/portfolio

A guide to my projects and competencies

Primary LanguageJupyter Notebook

Portfolio

Welcome to my portfolio! I am an ontologist working for CUBRC Inc, developing BFO-CCO ontologies. I received a Master's degree from the University at Buffalo in spring 2023, where I studied the philosophy of applied ontology with Dr. Barry Smith and Dr. John Beverly.

In this repository, you can find projects I have built to demonstrate my skills with Python, Protege, SHACL, SPARQL, and other data/ontology development tools. My other repositories include my work on the extensions to the CCO Common Core Extensions, the Mental Functioning Ontology (MFO), and a Psychoanalysis Data Project. Below, I describe the files that can be found in this personal portfolio.

File Guide

1. Psychology Project

In my latest project, I am developing an ontology for a set of ficticious data gathered from psychoanalytic patients. First, I have already merged two files (generated by Google's LLM Bard), then I will use various Python libraries (including Pandas and Matplotlib) to visualize and try to find patterns in it. Next, I will populate a small ontology (based on the Mental Functioning Ontology) with the data instances. Finally, I will set up set of SHACL shapes to validate new data that future (fictitious) researchers may want to add to the ontology. My main file is titled 'PsychoAnalysis.py'.

2. UsefulRDFLibFunctions.py

A few useful RDFLib functions in Python, including grabbing all definitions and elucidations and putting them in a list, and a find and replace function.

3. ROBOT GUI

I created a simple graphical user interface for using ROBOT, the command line ontology tool. It has a few commands hard-coded, so people who only need one or two commands can use it and avoid having to work at the command line. It relies of PySimpleGUI, and I will be adding more hard-coded ROBOT command options.
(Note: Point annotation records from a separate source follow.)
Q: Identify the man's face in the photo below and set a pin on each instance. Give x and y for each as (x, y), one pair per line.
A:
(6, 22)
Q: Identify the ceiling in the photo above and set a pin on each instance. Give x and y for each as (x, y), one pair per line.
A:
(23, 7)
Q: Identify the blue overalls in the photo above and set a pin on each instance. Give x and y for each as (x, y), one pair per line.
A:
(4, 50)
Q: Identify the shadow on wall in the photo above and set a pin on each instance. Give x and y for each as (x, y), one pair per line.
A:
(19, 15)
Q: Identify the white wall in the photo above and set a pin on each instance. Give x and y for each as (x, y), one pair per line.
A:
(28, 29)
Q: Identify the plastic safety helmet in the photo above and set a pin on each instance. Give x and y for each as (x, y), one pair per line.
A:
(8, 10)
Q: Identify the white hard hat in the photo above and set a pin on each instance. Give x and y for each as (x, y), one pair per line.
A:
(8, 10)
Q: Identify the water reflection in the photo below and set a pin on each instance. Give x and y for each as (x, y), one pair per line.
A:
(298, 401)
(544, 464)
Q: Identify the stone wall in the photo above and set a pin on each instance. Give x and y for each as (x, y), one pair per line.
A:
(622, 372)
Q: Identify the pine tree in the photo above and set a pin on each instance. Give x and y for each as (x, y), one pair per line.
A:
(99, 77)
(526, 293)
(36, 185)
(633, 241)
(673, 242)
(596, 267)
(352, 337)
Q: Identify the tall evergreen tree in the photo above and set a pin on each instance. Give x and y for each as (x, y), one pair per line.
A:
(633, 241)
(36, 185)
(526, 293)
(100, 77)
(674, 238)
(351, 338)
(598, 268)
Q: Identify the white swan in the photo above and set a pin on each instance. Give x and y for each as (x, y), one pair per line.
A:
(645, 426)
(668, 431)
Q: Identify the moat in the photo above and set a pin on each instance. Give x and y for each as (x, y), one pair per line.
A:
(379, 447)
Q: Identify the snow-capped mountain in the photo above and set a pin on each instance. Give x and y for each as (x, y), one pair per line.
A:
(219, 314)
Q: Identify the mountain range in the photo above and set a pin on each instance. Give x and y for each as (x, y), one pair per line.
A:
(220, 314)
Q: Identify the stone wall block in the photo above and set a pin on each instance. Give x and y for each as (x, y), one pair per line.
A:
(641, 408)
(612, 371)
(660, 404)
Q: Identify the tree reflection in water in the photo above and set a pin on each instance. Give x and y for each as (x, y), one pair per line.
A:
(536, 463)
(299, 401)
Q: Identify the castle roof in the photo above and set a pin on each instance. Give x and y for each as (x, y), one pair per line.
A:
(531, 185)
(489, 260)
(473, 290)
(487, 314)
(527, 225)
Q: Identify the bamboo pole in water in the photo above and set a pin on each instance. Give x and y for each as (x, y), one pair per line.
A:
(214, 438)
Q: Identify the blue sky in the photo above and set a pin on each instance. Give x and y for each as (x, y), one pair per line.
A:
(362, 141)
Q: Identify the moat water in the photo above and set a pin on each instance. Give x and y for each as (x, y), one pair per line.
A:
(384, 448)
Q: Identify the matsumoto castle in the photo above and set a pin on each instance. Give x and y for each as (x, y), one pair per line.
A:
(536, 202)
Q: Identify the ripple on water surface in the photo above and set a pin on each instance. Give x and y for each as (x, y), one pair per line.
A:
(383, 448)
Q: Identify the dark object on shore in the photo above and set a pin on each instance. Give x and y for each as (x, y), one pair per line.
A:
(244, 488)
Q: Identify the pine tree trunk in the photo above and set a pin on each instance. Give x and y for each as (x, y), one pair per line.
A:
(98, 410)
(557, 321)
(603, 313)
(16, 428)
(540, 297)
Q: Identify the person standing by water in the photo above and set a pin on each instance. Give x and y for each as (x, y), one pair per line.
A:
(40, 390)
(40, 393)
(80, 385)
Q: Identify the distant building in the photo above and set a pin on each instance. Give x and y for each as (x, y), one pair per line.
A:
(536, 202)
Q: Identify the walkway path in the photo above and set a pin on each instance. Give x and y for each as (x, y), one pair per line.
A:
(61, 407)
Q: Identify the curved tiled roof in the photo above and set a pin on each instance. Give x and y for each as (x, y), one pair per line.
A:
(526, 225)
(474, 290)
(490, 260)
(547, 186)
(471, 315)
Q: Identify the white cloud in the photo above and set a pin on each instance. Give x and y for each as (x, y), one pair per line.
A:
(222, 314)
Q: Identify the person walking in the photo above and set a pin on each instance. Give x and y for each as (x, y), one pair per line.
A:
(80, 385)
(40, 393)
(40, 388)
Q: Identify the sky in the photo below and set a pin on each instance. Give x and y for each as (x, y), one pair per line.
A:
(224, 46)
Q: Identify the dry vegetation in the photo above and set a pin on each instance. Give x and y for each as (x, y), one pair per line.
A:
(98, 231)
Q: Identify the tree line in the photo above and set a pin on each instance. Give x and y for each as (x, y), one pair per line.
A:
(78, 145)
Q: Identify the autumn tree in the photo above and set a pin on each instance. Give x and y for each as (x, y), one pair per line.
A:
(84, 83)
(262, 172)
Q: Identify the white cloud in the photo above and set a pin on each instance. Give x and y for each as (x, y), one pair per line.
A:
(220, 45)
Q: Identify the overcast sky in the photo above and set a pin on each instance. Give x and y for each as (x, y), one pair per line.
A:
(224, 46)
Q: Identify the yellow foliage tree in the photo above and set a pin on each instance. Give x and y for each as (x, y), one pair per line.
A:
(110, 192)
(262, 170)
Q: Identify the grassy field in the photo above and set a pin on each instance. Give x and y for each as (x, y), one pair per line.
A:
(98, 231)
4. Zebra Puzzle (Protege and Owl)

The Zebra Puzzle is a logical puzzle, supposedly invented by Albert Einstein. From a series of clues, one is able to infer the location of a zebra among five distinctly colored houses. Each house has its own occupant, pet, cigarette brand, and drink. To solve the puzzle, I built an ontology that describes the classes of things (occupants, houses, colors, etc), and asserted the relationships between the classes (all occupants occupy houses) and the particular relations (the clues below). By running a reasoner on the ontology, we can infer the location of the zebra. The Owl file can be found in this repo. I have listed the clues below:

1. The Englishman lives in the Red house.
2. The Spaniard owns the Dog.
3. Coffee is drunk in the Green house.
4. The Ukrainian drinks Tea.
5. The Green house is immediately to the right of the Ivory house.
6. The Old Gold smoker owns Snails.
7. Kools are smoked in the Yellow house.
8. Milk is drunk in the middle house.
9. The Norwegian lives in the first house.
10. The man who smokes Chesterfields lives in the house next to the man with the Fox.
11. Kools are smoked in the house next to the house where the Horse is kept.
12. The Lucky Strike smoker drinks Orange juice.
13. The Japanese smokes Parliaments.
14. The Norwegian lives next to the Blue house.

5. Neural Network Linear Regression (PyTorch)

Although there are much better functions out there to generate linear regression algorithms, I tried my hand at making one using PyTorch.

6. Unconscious Extension of the Mental Functioning Ontology (Ontology Engineering)

I have attached a copy of a paper that outlines a possible extension project for the Mental Functioning Ontology that captures unconscious data and returns disease-course models and up-to-date research articles for queries.

7. Soccer Visualization (Data Visualization)

As a part of a UDemy course I took to learn Python a few months ago, I did some simple visualization of data from the soccer video game Fifa. I found the most undervalues player by taking the players' value and subtracting it from their wages, which involved turning those two columns into integers. I then plotted it on a graph. I have attached the dataset in this portfolio.

8. Iris Machine Learning (Simple SciKit-learn Algorithm)

A small project I did while taking a Python UDemy course; a simple species prediction algorithm with the Iris dataset.

9. Wyrdl! (Python)

I wrote a simple Python Wordle copy.